Completion Rubric¶
Page Maps¶
graph LR
family["Reproducible Research"]
program["Deep Dive Make"]
section["Reference"]
page["Completion Rubric"]
capstone["Capstone evidence"]
family --> program --> section --> page
page -.applies in.-> capstone
flowchart LR
orient["Orient on the page map"] --> read["Read the main claim and examples"]
read --> inspect["Inspect the related code, proof, or capstone surface"]
inspect --> verify["Run or review the verification path"]
verify --> apply["Apply the idea back to the module and capstone"]

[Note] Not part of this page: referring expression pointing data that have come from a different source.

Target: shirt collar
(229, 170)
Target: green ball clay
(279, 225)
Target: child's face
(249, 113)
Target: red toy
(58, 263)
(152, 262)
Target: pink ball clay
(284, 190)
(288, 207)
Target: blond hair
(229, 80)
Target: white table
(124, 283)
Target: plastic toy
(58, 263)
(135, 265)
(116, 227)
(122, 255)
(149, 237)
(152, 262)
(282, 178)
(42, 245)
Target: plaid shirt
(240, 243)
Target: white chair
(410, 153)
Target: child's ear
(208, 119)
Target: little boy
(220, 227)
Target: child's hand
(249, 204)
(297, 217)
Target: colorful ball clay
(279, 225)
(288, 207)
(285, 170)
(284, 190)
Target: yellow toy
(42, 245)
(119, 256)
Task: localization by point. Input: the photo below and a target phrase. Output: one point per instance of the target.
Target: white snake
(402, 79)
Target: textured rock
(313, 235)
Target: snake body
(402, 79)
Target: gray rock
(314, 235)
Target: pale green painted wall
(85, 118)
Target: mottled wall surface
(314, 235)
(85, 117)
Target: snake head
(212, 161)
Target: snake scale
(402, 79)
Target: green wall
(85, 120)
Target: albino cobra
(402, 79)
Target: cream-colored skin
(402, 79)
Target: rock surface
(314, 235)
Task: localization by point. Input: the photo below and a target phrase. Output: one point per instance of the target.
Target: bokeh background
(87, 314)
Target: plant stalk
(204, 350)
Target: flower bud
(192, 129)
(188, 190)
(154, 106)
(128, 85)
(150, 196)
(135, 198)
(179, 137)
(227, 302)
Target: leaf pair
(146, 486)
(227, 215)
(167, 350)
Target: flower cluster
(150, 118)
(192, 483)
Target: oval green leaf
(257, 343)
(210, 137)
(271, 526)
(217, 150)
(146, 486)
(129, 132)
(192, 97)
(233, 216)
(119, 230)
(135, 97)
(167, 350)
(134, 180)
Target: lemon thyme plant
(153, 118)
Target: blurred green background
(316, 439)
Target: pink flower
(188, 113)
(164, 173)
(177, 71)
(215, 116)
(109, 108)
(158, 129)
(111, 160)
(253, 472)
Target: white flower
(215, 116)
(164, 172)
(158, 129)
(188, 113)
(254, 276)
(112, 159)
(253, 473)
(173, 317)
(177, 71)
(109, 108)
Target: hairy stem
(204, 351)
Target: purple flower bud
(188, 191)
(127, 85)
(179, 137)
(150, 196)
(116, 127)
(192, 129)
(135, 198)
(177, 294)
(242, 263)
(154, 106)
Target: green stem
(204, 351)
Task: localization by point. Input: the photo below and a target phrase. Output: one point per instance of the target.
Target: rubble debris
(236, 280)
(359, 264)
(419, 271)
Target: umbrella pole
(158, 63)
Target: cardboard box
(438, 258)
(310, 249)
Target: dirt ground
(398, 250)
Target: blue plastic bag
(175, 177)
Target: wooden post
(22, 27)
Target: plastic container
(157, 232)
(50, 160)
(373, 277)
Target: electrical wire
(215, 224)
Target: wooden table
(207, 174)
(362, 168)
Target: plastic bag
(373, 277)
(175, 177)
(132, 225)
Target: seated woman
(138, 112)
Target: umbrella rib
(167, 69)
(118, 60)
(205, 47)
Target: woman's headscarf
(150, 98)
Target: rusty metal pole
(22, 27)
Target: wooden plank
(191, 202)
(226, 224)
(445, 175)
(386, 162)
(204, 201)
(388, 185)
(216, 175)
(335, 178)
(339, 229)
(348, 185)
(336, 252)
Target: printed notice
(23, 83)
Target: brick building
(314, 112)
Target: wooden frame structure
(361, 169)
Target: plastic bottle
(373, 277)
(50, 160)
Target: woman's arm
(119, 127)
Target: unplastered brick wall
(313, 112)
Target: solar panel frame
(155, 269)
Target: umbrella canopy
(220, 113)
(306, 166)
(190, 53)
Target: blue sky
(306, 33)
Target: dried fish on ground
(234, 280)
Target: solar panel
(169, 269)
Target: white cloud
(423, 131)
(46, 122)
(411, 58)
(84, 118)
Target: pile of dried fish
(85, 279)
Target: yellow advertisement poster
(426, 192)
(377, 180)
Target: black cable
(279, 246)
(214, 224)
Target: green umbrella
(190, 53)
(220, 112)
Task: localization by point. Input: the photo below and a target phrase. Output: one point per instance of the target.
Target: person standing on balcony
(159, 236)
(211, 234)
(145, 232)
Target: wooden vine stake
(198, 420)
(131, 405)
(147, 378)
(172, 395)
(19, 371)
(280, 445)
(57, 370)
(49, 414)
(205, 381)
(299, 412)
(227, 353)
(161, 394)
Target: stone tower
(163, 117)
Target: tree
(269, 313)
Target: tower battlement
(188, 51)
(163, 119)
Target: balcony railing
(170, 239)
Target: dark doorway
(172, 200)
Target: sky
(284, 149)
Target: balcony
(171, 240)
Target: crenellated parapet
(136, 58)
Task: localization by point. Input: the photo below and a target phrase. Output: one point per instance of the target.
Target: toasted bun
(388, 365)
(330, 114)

Read the first diagram as a lookup map: this page is part of the review shelf, not a first-read narrative. Read the second diagram as the reference rhythm: arrive with a concrete ambiguity, compare the current work against the boundary on the page, then turn that comparison into a decision.

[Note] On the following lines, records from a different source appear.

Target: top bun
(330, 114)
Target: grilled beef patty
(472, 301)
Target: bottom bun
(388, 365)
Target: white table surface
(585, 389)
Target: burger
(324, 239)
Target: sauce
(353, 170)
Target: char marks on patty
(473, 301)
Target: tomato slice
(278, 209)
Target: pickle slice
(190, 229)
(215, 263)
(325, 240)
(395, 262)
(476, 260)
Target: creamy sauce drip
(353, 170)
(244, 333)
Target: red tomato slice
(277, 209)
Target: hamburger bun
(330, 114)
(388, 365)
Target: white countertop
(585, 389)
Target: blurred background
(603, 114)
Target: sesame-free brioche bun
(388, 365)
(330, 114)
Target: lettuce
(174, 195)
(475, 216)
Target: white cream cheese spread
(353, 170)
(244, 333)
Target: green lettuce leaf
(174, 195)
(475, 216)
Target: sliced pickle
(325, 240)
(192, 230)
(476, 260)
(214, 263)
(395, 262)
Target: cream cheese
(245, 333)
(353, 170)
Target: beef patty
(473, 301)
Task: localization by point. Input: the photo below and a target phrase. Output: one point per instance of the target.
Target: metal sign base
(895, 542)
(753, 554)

This course should end with demonstrated judgment, not passive familiarity.
Use this rubric to decide whether someone has actually completed Deep Dive Make in a meaningful way.
Core Standards¶
You should be able to do all of this without guessing:
| Standard | Evidence |
|---|---|
| explain a rebuild | make --trace plus a correct explanation of the triggering edge |
| prove convergence | successful make all && make -q all or equivalent |
| diagnose a parallel failure class | correct identification of missing edge, shared state, multi-writer output, or non-atomic publish |
| name the public build API | correct distinction between stable entrypoints and internal helpers |
| review a build | short written review covering graph truth, publication, operations, and migration risk |
Module Milestones¶
| Module range | Minimum evidence |
|---|---|
| 01-02 | a small truthful build and one repaired race or ordering defect |
| 03-05 | a stable proof loop with selftests, diagnostics, and explicit hardening assumptions |
| 06-08 | one correctly modeled generator boundary and one clear release contract |
| 09-10 | one incident ladder and one written review or migration recommendation |
Module practice surfaces¶
Use this table when you need the shortest route from a module promise to a concrete build surface and proof loop.

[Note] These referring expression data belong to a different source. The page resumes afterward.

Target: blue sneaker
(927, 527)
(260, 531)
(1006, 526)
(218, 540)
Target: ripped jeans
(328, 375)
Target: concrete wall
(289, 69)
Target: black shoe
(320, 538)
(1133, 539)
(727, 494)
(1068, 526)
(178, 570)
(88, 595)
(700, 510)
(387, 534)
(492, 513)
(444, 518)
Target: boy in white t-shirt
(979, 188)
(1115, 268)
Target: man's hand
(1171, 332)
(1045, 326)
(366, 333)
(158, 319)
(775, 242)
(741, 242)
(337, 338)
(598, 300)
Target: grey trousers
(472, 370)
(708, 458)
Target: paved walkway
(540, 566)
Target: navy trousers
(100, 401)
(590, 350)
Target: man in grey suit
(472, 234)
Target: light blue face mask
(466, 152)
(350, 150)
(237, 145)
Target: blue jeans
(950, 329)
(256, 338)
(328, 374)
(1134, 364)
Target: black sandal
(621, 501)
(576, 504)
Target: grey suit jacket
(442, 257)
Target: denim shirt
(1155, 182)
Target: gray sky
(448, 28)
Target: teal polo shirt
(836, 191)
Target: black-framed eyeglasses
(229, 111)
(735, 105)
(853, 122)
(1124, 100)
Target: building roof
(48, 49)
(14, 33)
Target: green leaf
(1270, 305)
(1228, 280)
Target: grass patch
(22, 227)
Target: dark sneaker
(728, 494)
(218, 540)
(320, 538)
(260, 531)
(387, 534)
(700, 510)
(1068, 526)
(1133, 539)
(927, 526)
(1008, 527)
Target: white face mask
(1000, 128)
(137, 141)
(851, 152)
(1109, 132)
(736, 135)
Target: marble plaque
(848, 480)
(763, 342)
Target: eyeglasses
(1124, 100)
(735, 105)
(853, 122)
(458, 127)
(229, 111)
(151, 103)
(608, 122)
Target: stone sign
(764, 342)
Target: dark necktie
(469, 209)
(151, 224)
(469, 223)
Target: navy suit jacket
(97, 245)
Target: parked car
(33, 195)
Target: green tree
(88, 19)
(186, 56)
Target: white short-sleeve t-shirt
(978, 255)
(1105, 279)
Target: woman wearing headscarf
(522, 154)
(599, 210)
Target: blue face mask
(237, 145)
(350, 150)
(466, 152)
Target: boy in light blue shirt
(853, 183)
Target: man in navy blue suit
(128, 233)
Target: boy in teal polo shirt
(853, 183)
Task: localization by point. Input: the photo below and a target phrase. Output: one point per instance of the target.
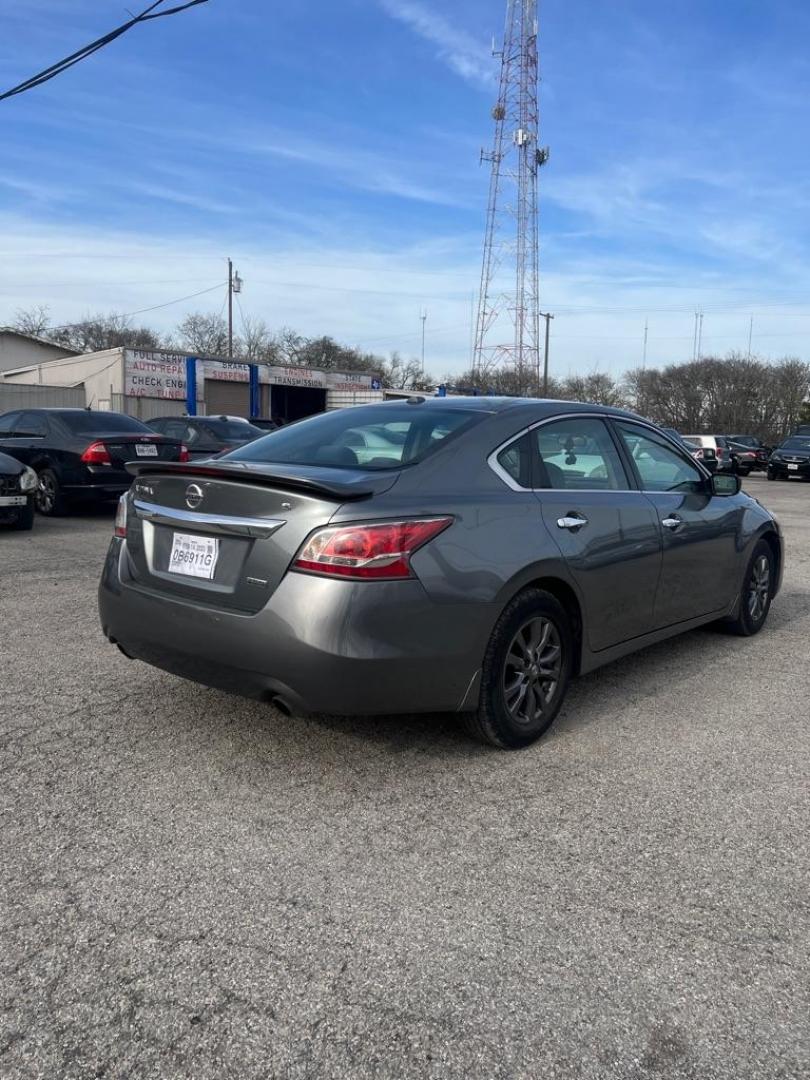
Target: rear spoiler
(270, 476)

| Module | Primary practice surface | Main proof loop | Best capstone follow-up |
|---|---|---|---|
| 01 | tiny local C project | make --trace all, make -q all |
inspect capstone/Makefile after local convergence makes sense |
| 02 | scaling simulator plus repro pack | make -j2 all, repro execution |
inspect capstone/repro/ and discovery surfaces |
| 03 | production simulator | make selftest |
compare with capstone/tests/run.sh |
| 04 | scratch Makefiles | make -n, make --trace, make -p |
use show-origins and capstone target surfaces |
| 05 | hardened local build | convergence, trace count, portability checks | inspect mk/contract.mk and mk/stamps.mk |
| 06 | generator playground | make --trace all, make -q all |
trace make --trace dyn in the capstone |
| 07 | layered local project | make help, make -p |
inspect capstone/mk/*.mk |
| 08 | local release surface | make dist, make install, make -q dist |
inspect dist and attest in the capstone |
| 09 | measured working build | make trace-count, make -p > build/make.dump |
compare with capstone selftest guardrails |
| 10 | written build review | review rubric plus proof commands | use the capstone as the review specimen |
Three reusable proof loops¶
Truth loop¶
Use when you are checking whether the graph itself is honest.
Concurrency loop¶
Use when you are checking whether scheduling changes meaning.
Diagnostics loop¶
Use when you are investigating a confusing behavior.
Capstone Expectations¶
Completion does not require memorizing the capstone. It does require using it correctly.
You should be able to:
- run
make PROGRAM=reproducible-research/deep-dive-make testand explain what it proves - identify at least one hidden input modeled in the capstone
- identify at least one repro and describe the failure class it teaches
- explain why
attestis separated from artifact identity
Signs The Learner Is Not Done Yet¶
These are strong signals that more deliberate practice is needed:
- they can name features but cannot prove behavior
- they call every ordering problem a "Make quirk"
- they reach for
.PHONYor stamps before explaining the graph truth - they use the capstone as a script dump instead of as a proof specimen
Best Final Exercise¶
A strong final exercise is a short review of a real Make-based repository with these sections:
- public targets
- graph truth risks
- publication risks
- operational risks
- migration or governance recommendation
That exercise reflects the real outcome of the course better than a trivia quiz.
Best study habit¶
For each module:
- run the local exercise first
- write down what the proof command is supposed to demonstrate
- run the proof command
- enter the capstone only after the local result is legible
This keeps the course centered on comprehension instead of file tourism.